The fact that many files/directories inside `header.tar.gz` have ambiguous rules
(`checksums` can be before or after `signatures`) implies that the order is not
strictly enforced for these entries. The client is expected to cache what it
needs during reading of `header.tar.gz` even if reading out-of-order, and then
assembling the pieces when `header.tar.gz` has been completely read.

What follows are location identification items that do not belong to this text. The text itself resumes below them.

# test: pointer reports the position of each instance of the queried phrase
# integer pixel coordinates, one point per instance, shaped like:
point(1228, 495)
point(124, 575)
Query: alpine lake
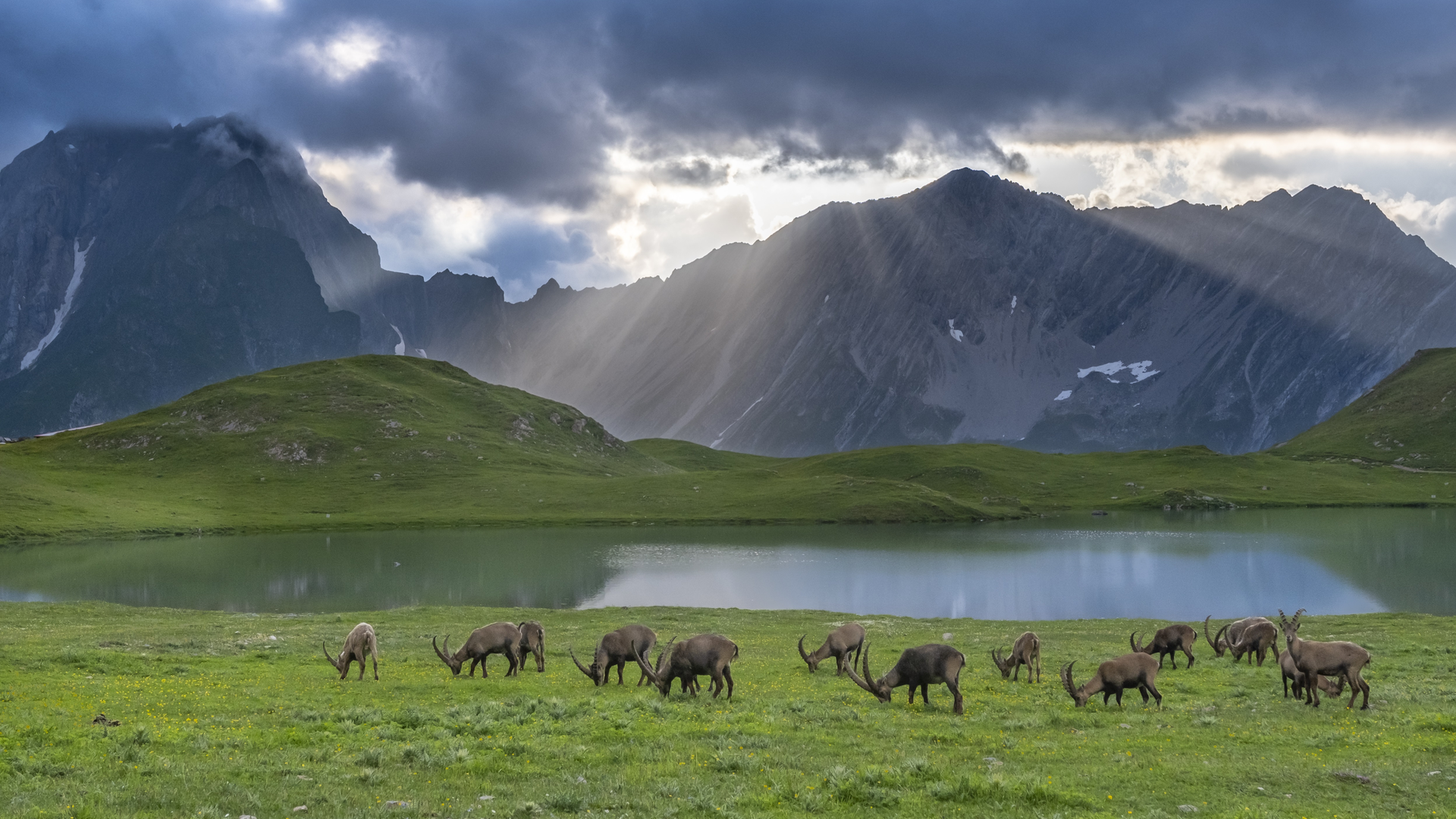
point(1175, 566)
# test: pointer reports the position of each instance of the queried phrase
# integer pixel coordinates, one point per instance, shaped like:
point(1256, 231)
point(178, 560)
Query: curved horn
point(580, 667)
point(328, 656)
point(856, 678)
point(443, 656)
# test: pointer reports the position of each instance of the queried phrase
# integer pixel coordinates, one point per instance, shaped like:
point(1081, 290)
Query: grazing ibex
point(702, 654)
point(615, 649)
point(1338, 659)
point(1296, 678)
point(1112, 676)
point(918, 668)
point(1168, 642)
point(533, 640)
point(359, 643)
point(1025, 651)
point(1229, 634)
point(840, 643)
point(1257, 639)
point(495, 639)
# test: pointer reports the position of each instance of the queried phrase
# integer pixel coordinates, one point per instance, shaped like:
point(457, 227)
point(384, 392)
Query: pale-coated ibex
point(918, 668)
point(1168, 642)
point(1025, 651)
point(840, 643)
point(1329, 659)
point(1112, 676)
point(615, 649)
point(495, 639)
point(359, 643)
point(701, 654)
point(1296, 678)
point(1229, 634)
point(1257, 639)
point(533, 640)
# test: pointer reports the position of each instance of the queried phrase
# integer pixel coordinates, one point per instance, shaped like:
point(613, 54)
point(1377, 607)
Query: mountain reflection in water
point(1172, 566)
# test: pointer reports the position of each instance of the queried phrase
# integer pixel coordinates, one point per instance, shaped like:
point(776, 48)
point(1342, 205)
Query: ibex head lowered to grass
point(359, 643)
point(1025, 651)
point(702, 654)
point(533, 640)
point(1112, 676)
point(918, 668)
point(1229, 634)
point(495, 639)
point(1168, 642)
point(840, 643)
point(615, 649)
point(1331, 659)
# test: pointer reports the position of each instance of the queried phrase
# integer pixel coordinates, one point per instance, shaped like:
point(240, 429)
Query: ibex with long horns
point(1296, 678)
point(1024, 651)
point(1257, 639)
point(1229, 634)
point(918, 668)
point(533, 640)
point(495, 639)
point(1331, 659)
point(1168, 642)
point(359, 643)
point(702, 654)
point(1114, 676)
point(840, 643)
point(615, 649)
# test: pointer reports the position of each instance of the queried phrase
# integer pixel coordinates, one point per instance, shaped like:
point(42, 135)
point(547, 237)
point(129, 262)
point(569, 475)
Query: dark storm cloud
point(520, 98)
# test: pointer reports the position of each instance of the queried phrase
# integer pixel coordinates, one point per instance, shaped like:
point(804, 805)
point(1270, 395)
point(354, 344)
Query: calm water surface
point(1177, 566)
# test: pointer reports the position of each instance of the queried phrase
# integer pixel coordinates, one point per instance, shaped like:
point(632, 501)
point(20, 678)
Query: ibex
point(702, 654)
point(1257, 639)
point(1112, 676)
point(1296, 678)
point(1222, 643)
point(615, 649)
point(495, 639)
point(1331, 659)
point(1168, 642)
point(1025, 651)
point(533, 640)
point(840, 643)
point(918, 668)
point(360, 642)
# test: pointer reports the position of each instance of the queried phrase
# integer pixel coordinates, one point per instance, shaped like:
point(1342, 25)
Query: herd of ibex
point(1329, 665)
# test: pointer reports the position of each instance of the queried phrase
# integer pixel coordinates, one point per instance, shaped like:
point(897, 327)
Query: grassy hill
point(394, 442)
point(1408, 419)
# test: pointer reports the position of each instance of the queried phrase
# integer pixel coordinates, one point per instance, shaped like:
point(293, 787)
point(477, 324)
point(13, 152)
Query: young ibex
point(1025, 651)
point(840, 643)
point(1257, 639)
point(1229, 634)
point(1331, 659)
point(1112, 676)
point(533, 640)
point(615, 649)
point(495, 639)
point(702, 654)
point(918, 668)
point(360, 642)
point(1296, 678)
point(1168, 642)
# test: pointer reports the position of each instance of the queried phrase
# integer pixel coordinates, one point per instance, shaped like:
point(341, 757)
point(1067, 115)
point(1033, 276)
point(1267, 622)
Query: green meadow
point(386, 442)
point(229, 714)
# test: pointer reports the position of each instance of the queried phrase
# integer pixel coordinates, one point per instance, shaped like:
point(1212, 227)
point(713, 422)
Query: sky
point(599, 142)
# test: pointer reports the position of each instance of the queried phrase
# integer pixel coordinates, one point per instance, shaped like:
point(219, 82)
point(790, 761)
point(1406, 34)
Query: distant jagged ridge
point(976, 311)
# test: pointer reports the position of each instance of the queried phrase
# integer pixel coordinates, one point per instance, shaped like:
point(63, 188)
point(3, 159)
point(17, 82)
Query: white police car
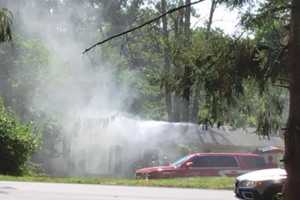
point(260, 185)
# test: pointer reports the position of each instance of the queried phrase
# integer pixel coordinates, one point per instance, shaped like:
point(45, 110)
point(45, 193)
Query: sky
point(224, 18)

So why do we have the `header.tar.gz` tar file inside another tar file? The reason
is that order is important, and the files in the `data` directory need to come
last in order for the download to be efficient (by the time the main image
arrives, the client must already know everything in the header). Since the
number of files in the header can vary depending on what scripts are used and
whether signatures are enabled for example, it is better to group these together
in one indivisible unit which is the `header.tar.gz` file, rather than being
"surprised" by a signature file that arrives after the data file. All this is
not a problem as long as the mender tool is used to manipulate the
`artifact.mender` file, but if anyone does a custom modification using regular
tar, this is important.


Compression
===========

All file tree components ending in `.gz` in the tree displayed above should be
compressed, and the suffix corresponds to the compression method.


Empty payload artifacts
===========

Artifacts that contain so-called empty payloads which have some unique properties:
* its payload type is `null`
* `data/xxxx.tar.gz` archive must be missing or empty
* do not contain any `meta-data` 
* do not contain augmented artifacts nor their headers.